So 24. Sep 2017, 10:38
Wie fast jedes Jahr verbringe ich im Herbst ein paar Tage mit meiner Frau in Südtirol. Das ist von unserem Wohnort quasi "um die Ecke" und schnell zu erreichen, wenn nicht gerade auf dem Fernpass oder vor der Mautstelle Sterzing ein Megastau ist - oder, wie diesmal, an beiden Stellen...
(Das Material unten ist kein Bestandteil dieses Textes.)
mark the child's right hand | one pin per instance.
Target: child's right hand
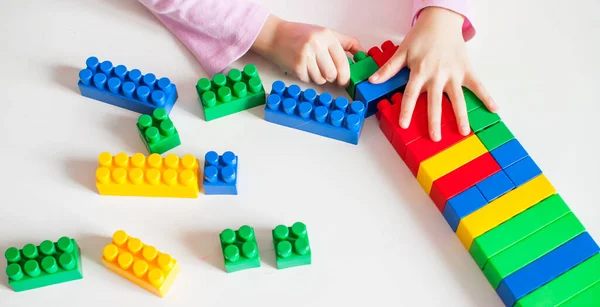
(311, 52)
Natürlich gibt es für uns vor Ort ausschließlich Südtiroler Wein, wobei ich allerdings nicht systematisch verkoste, dazu hat es bei mir mit Südtirolern einfach noch nie wirklich "gezündet" - ich empfinde die Weine als rebsortentypisch und generell gut gemacht, aber mehr auch nicht. Dennoch schaue ich jedesmal bei ein oder zwei KGs vorbei, und natürlich bei Tiefenbrunner, in dessen
Jausenstation man bei gutem Wetter einfach genial abhängen kann.
Mit gutem Wetter war diesmal allerdings nichts - es hat um den 10. September einen drastischen Temperatursturz gegeben, und es war durchweg deutlich zu kalt und auch ziemlich nass. Das kompensiert allerdings nur zum Teil einen Sommer, der einer der heißesten der Geschichte war, wochenlang lagen im Unterland die Temperaturen tagsüber nahe bei 40°, die Nächte waren tropisch, und trocken war es auch noch. Die Ernte ist demzufolge bereits voll am Laufen und dürfte noch im September abgeschlossen sein, die Mengen sind wetterberdingt geringer als normal, wobei es in einigen Gegenden auch noch Probleme mit heftigem Hagel gegeben hat, der die Mengen weiter reduziert hat. An mehreren Stellen hat man uns gesagt, dass man nächstes Jahr zügig ausverkauft sein wird.
Apropos ausverkauft: tatsächlich war dies das erste Jahr, in dem gerade im Prämiumsegment etliche Weine beim Erzeuger ausverkauft waren. Bei Tiefenbrunner betraf das mit Ausnahme des Gewürztraminers die gesamte Linticlarus-Serie, bei der KG Girlan war unter anderem der Vernatsch "Gschleier" vergriffen, vom dem ich sonst immer gerne ein paar Flaschen mitgenommen hatte.
Und noch etwas tut sich. Bislang hatte man in Südtirol (soweit ich den Überblick habe) noch nicht das Ultrahochpreissegment bedient; das ändert sich aber gerade. Bei Tiefenbrunner hat man oberhalb der bisherigen Premiumlinie, den Linticlarus-Weinen, eine Reihe von vier Einzellagen-Weinen unter dem Oberbegriff
"Selection Vigna" positioniert. Neben dem bekannten MT "Feldmarschall von Fenner" sind das ein Sauvignon blanc "Rachtl", ein Chardonnay "Au" und ein Cabernet Sauvignon "Toren". Den "Toren" habe ich auf der Preisliste nicht gefunden, der "Rachtl" kostet 48,50 €, der Chardonnay "Au" 58,50 € (beide jeweils in der 0,75L-Version), und der war damit der bis anhin teuerste Wein, den ich in Südtirol gesehen hatte. Dabei sollte es aber nicht bleiben...
In der KG Girlan markierte bislang der regelmäßig hoch bewertete Pinot noir Riserva "Trattmann Mazon" mit einem Preis von knapp unter 30 Euro das obere Ende der Preisskala. Jetzt gibt es aus Mazon darüber hinaus noch einen Einzellagen-Pinot, den "Vigna Ganger". Preis für ein Fläschchen: schlappe 120 €
Verkosten konnte ich von diesen "Schätzchen" allerdings keinen einzigen, denn die waren allesamt ratzfatz nach Erscheinen ausverkauft, offensichtlich zur Überraschung des Verkaufspersonals. In Girlan meinte man auf meine Nachfrage, dass in Südtirol mittlerweile jede Kellerei ein oder zwei Weine im Preisbereich von 90 bis 160 € ezeugt oder zumindest daran arbeitet. Ich kann dazu nichts sagen, die einzige KG, die ich dieses Jahr noch besucht habe, war die von Nals-Margreid, und da gab es so teure Weine (noch?) nicht.
Man wird sehen, wie sich die Dinge weiter entwickeln. Im Auge behalten muss man, ob das "Abmelken" der Trauben für die ultrateuren Weine die bisherigen Premiumlinien qualitativ nach unten zieht. Möglicherweise wird sich aber auch hier jetzt der Einzellagen-
grand cru-Gedanke flächendeckend durchsetzen, mit entsprechenden Auswirkungen auf das gesamte Preisgefüge.